The history of our country and slavery is mixed.

On the one hand, from the sixteenth century, we were one of the great slave nations, exchanging our manufactures for captive Africans and conveying them to slave plantations in the Americas and Caribbean. The ships that brought the slaves returned with the cotton they picked for the weaving mills of industrial Britain.

Our wealth was at the expense of men, women and children who were treated as property – bought and sold at the whim of their masters.

On the other hand, we produced William Wilberforce, MP for Yorkshire, whose Christian faith caused him to question slavery and who eventually persuaded parliament to abolish first the trade in slaves and then slavery itself in 1833. He died three days after the Act was passed.

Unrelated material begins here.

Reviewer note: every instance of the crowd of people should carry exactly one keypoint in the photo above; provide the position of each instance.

We thought we would never see slavery in Britain again.

However, the chances are that we have all seen a slave, and some of us have met one. No, we don’t see people with shackles round their necks and the name of their owner branded across their chest.

Modern slavery is hidden.

We now know that women in particular are being brought from poor parts of the world to this country to work as slave labour.

They are housed in cramped and squalid conditions and set to work by those who control them in warehouses and nail bars, for minimum wages, which will be seized for rent anyway.

I met one when I went with police to break into a house where cannabis was growing. He was the ‘gardener’, caring for the plants. He had been trafficked from North Africa.

Why do they put up with it?

The reason is fear. They fear what may happen to them or their relatives if they do not co-operate. And awful though their living conditions are, they may be worse where they come from and they fear being sent home.

They were often tricked into coming here with the idea of a better life. Trafficking is very cruel.

The police have a duty to find the modern slave owners and traffickers and bring them to justice.

But they need help finding them. Where are people living? Where are they working?

In other words, we must all be vigilant, thinking more carefully about what we see going on around us. Modern slavery may be hidden, but it is hidden in plain sight.